A regional defense system against ballistic
missiles, possibly based on naval platforms. This would
go a long way toward neutralizing North Korea's nuclear
arsenal.
Greater South Korean responsibility for its own
defense.
South Asia Impoverished
Pakistan has become a favored destination for Saudi
Arabia's poisonous philanthropy. Saudi-funded religious
schools drill boys to memorize the Koran in its original
Arabic, a language few of them will ever understand.

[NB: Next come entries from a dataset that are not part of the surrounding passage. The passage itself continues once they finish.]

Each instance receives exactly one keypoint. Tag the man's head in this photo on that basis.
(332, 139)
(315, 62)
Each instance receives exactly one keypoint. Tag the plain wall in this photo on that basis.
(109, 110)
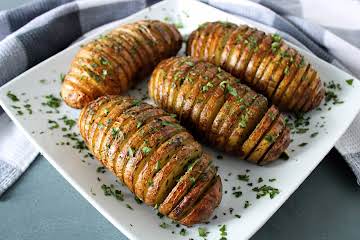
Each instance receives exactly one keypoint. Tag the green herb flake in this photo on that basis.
(183, 232)
(164, 225)
(266, 190)
(146, 150)
(51, 101)
(243, 177)
(202, 232)
(192, 180)
(349, 81)
(237, 194)
(12, 96)
(136, 102)
(101, 169)
(130, 152)
(314, 134)
(111, 191)
(247, 204)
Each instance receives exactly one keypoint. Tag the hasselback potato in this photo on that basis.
(263, 61)
(216, 106)
(156, 158)
(112, 63)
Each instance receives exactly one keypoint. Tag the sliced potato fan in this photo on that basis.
(220, 109)
(156, 158)
(263, 61)
(112, 63)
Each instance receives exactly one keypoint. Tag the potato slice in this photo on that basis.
(257, 58)
(238, 50)
(184, 184)
(159, 159)
(166, 178)
(233, 46)
(202, 211)
(238, 108)
(263, 83)
(258, 133)
(246, 124)
(301, 94)
(290, 90)
(131, 146)
(294, 72)
(277, 148)
(173, 76)
(201, 42)
(281, 71)
(87, 118)
(219, 58)
(176, 83)
(251, 45)
(209, 85)
(189, 90)
(268, 140)
(146, 149)
(202, 184)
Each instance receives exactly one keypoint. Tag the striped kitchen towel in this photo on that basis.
(40, 29)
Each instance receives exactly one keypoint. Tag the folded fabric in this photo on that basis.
(34, 32)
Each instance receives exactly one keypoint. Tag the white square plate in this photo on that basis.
(142, 222)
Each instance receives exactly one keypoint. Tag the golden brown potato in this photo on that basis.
(263, 61)
(156, 158)
(214, 105)
(112, 63)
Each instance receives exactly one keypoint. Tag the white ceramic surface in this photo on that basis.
(142, 222)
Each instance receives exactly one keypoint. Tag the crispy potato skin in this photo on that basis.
(217, 107)
(263, 61)
(156, 158)
(112, 63)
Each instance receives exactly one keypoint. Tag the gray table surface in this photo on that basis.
(42, 205)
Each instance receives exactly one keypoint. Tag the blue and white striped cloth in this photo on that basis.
(33, 32)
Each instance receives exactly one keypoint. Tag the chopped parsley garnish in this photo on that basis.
(237, 194)
(12, 96)
(202, 232)
(243, 120)
(349, 81)
(314, 134)
(62, 77)
(243, 177)
(206, 87)
(182, 232)
(51, 101)
(138, 200)
(111, 191)
(136, 102)
(192, 180)
(53, 124)
(164, 225)
(130, 152)
(146, 150)
(223, 232)
(266, 190)
(101, 169)
(269, 138)
(247, 204)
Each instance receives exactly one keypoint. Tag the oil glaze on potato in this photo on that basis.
(156, 158)
(263, 61)
(112, 63)
(217, 107)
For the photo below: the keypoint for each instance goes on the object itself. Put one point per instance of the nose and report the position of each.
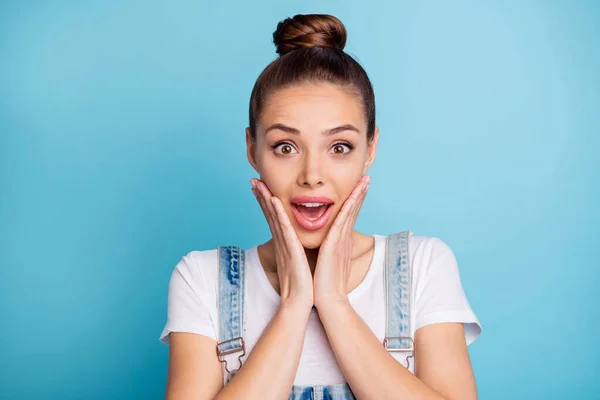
(310, 172)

They learn no trade or skills, no math, no science, no
Western language - only deadening rituals and murderous
prejudice. If they fail to recite correctly the texts
they must learn by rote, they are beaten. They are
allowed no contact with women. By the time they
"graduate", they are unemployable, deformed
personalities. Meanwhile, in city slums and
unelectrified villages, Saudi-funded imams preach
jealousy and rage to populations baffled by their
country's backward slide and repeated military defeats.

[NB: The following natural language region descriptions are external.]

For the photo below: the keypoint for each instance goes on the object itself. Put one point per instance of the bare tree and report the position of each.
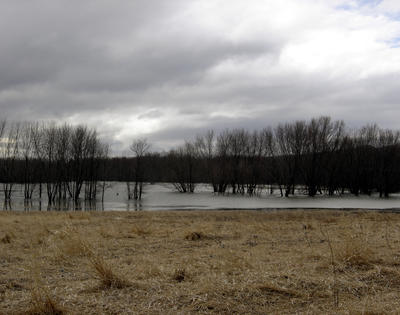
(140, 149)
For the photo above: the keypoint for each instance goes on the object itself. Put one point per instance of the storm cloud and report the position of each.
(167, 70)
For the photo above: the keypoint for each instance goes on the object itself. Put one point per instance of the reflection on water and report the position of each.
(163, 197)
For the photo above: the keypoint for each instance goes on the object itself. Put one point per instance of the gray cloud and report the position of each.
(167, 70)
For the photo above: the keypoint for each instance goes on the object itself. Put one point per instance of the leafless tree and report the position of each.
(139, 148)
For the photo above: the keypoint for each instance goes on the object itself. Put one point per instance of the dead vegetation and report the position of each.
(243, 262)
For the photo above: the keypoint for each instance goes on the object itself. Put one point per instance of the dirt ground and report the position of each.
(207, 262)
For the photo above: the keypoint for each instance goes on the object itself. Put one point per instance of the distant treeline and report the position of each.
(313, 157)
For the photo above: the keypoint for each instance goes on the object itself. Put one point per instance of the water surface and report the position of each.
(163, 197)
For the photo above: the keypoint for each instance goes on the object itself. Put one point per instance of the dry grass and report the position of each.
(226, 262)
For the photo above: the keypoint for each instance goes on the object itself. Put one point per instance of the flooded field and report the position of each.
(163, 197)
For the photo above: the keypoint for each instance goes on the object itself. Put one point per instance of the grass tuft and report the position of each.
(194, 236)
(6, 239)
(43, 304)
(179, 275)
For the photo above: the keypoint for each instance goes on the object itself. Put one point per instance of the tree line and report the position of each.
(319, 156)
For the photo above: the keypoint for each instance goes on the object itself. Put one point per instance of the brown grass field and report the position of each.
(206, 262)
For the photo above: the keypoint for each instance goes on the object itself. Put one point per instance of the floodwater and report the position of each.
(163, 197)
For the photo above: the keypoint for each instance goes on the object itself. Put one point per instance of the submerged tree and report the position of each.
(140, 149)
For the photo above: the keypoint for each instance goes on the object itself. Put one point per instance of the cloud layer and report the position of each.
(167, 70)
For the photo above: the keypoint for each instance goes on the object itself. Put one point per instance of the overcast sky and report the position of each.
(169, 69)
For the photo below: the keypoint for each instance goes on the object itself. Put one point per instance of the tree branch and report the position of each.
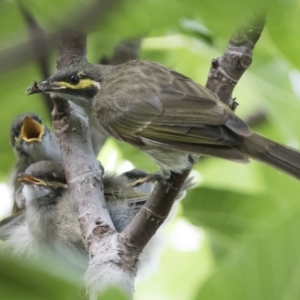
(226, 71)
(41, 53)
(233, 63)
(85, 183)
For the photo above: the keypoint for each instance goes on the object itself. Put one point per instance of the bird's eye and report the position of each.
(74, 79)
(16, 132)
(50, 177)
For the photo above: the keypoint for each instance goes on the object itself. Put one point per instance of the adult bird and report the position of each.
(165, 114)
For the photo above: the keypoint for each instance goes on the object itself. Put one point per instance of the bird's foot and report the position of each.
(153, 177)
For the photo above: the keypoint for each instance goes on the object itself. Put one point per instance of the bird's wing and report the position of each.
(179, 112)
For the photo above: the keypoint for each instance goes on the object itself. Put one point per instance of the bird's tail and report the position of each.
(278, 156)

Nor is the Pakistan military immune to the
allure of Arab cash. Men of [President General Pervez]
Musharraf's generation were already mature by the time
Saudi money began to infiltrate Pakistan. They seem to
have been able to accept it without being unduly
influenced by it. The next generation may have other
ideas - and bombs that are today Islamic in name only
may some day end up as weapons of jihad.
America
does not have the power to persuade subcontinental
Muslims to choose tolerance and compassion over hate and
jihad. But we can do our part to rescue the
subcontinent's people from the poverty and conflict that
have made them so receptive to fanatical versions of
Islam. Nobody appreciates the importance of military
power in the war on terrorism more than the authors of
this book. But South Asia is one place where
non-military power can do the most good ... Above all,
we must liberate and protect Pakistan from the malign
influence of Saudi missionaries. To those ends, we
should:
Accept the subcontinent's nuclear weapons as an
unwelcome but unalterable fact and drop all remaining
sanctions against India and Pakistan.
Broaden our direct military-to-military
relationships with Pakistan and India and also
Bangladesh and Sri Lanka, to encourage the promotion of
Western-oriented officers, to teach effective and humane
counterterrorism tactics, and to introduce reliable
controls to prevent nuclear weapons from falling into
unauthorized hands.
Increase US aid to the subcontinent and focus the
money on providing a more appealing education than the
local Islamic colleges offer.
Promote peace by promoting subcontinental economic
integration ... We should offer not only Pakistan but
also Bangladesh, Sri Lanka and India ... a comprehensive
free-trade agreement with the United States - provided
they sign the same agreement with one another.